In Daegu on Tuesday, Kim didn't face the media before the game against the Lions. KBO managers usually have informal interviews in the dugout with reporters, an hour or two before the game, but team officials said Kim will forego pre-game media sessions until the end of the current losing skid.

Instead, Kim Sung-han, the Eagles' bench coach, addressed the media on Tuesday. He said he had kept all the sports newspapers out of Kim Euong-yong's reach in the team's hotel earlier Tuesday, because the manager would have been "upset" reading headlines blaming Hanwha's wretched start for the drop in the league-wide attendance.

According to the KBO, the teams drew 328,148 fans in the season's first 28 games through last Sunday, averaging 11,720 fans per game. Over the first 28 games in 2012, 364,075 fans had come to watch baseball, an average of 13,003 fans per game. Last year, the league went on to set a new single-season record with more than 7.1 million fans attending games.

Unseasonably chilly weather may have kept a few fans away so far. Some casual fans may also have lost interest in baseball after South Korea was eliminated in the first round at the World Baseball Classic last month.
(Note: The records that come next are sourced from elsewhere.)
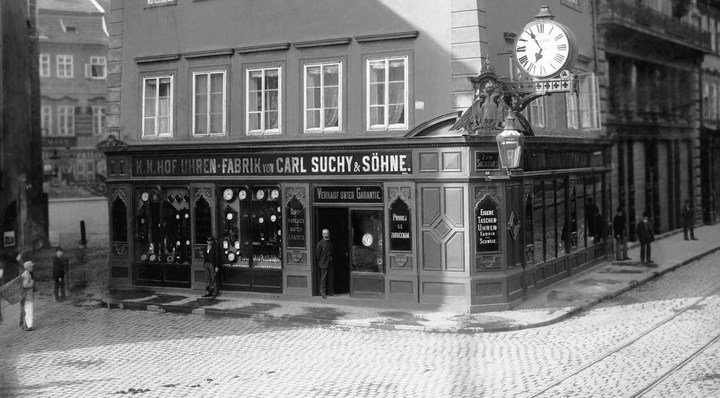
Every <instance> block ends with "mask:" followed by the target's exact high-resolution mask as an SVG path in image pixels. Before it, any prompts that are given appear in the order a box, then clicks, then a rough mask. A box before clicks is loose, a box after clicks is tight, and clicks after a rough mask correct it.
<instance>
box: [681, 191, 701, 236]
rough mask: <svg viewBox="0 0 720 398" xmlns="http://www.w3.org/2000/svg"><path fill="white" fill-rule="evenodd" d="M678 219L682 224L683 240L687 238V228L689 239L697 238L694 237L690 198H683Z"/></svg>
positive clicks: (694, 219)
mask: <svg viewBox="0 0 720 398" xmlns="http://www.w3.org/2000/svg"><path fill="white" fill-rule="evenodd" d="M680 219H681V221H682V225H683V236H684V237H685V240H688V238H687V232H688V230H690V239H692V240H697V239H695V209H693V206H692V204H691V203H690V199H686V200H685V205H684V206H683V209H682V214H680Z"/></svg>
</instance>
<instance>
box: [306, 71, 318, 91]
mask: <svg viewBox="0 0 720 398" xmlns="http://www.w3.org/2000/svg"><path fill="white" fill-rule="evenodd" d="M305 76H306V79H307V80H306V84H307V87H320V67H319V66H313V67H309V68H307V72H306V75H305Z"/></svg>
However, the disconcerting discrepancy in quality of play between the two worst clubs and the rest of the league may have been the biggest blow.

Kim Kyung-moon, the Dinos' manager, kept preaching patience over the team's slow start.

"Our winning percentage is at zero, and that means the only way for us to go is up," he said Tuesday. "Our players are all carrying the weight of the world, but they're all trying to encourage each other. We're going to take a lot of hits this year, but it will make us stronger. Baseball is a difficult sport, and we're experiencing some growing pains."